For me, this film picks up where Mean Girls and Booksmart left off for young women and the issues experienced while navigating high school with all the awkwardness, moodiness and unexpectedly unapologetic moments that come along with it. Watching Vivian and Claudia’s friendship unravel from a tight knit do or die to a complete and utter schism was so indicative of being a teenager, yet a reminder of how important it is to listen and learn devoid of judgement. Heavy issues revolving around rape, racism and sexism are handled NOT with kid gloves, but with grit and honesty through the words adapted by Tamara Chestna and Dylan Meyer.
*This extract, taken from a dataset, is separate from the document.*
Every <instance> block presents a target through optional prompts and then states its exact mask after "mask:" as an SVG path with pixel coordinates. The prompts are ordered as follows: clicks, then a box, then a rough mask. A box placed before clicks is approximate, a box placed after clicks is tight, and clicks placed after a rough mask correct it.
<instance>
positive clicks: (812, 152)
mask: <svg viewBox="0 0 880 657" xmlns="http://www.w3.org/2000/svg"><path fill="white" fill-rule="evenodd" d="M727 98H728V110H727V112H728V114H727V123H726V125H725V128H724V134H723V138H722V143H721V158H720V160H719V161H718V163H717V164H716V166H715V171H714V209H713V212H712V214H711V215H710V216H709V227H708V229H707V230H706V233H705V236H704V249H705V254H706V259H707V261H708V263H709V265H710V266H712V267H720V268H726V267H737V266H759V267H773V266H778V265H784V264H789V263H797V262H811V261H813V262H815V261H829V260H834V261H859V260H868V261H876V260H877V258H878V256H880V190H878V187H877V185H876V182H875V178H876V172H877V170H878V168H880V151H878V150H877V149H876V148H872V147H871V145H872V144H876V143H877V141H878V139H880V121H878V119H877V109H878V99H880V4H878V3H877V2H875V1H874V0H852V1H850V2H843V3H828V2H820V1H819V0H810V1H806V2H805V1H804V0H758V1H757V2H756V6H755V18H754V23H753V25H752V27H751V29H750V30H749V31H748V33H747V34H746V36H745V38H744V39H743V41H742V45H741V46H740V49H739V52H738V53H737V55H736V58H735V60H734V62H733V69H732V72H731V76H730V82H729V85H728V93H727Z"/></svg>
Performances are consistently fantabulous all the way around especially from Lauren Tsai, Hadley Robinson, Patrick Schwarznegger, Amy Poehler, Alycia Pascual-Pena, Nico Hiraga, Ike Barinholtz, Marcia Gay Harden and Clark Gregg. I particularly love the tender relationship between Seth and Vivian. Seth’s ability to support Vivian knowing she is strong, opinionated and independent was refreshing to see in a teen dramedy. Patrick Schwarznegger is pitch perfect as Mitchell, the bad boy in every sense of the word that you want to hate but are fascinated with his cluelessness. Alycia Pascual-Pena is pure fire as the new feminist on the block shaking things up while leaving no prisoners behind.
Existing in a world where work from the Suffragette’s, women of the 70’s and those who coordinated the historic Women’s Marches in the 21st century, it has become more imperative than ever to ensure our voices, rights and integrity as a gender do not continue to be comprised, ignored and disrespected. A lesson that is continuing on through this cinematic mantra for women’s rights.
Moxie, currently streaming via Netflix, may have a few pacing issues here and there, but overall it’s a film that definitely deserves to be seen.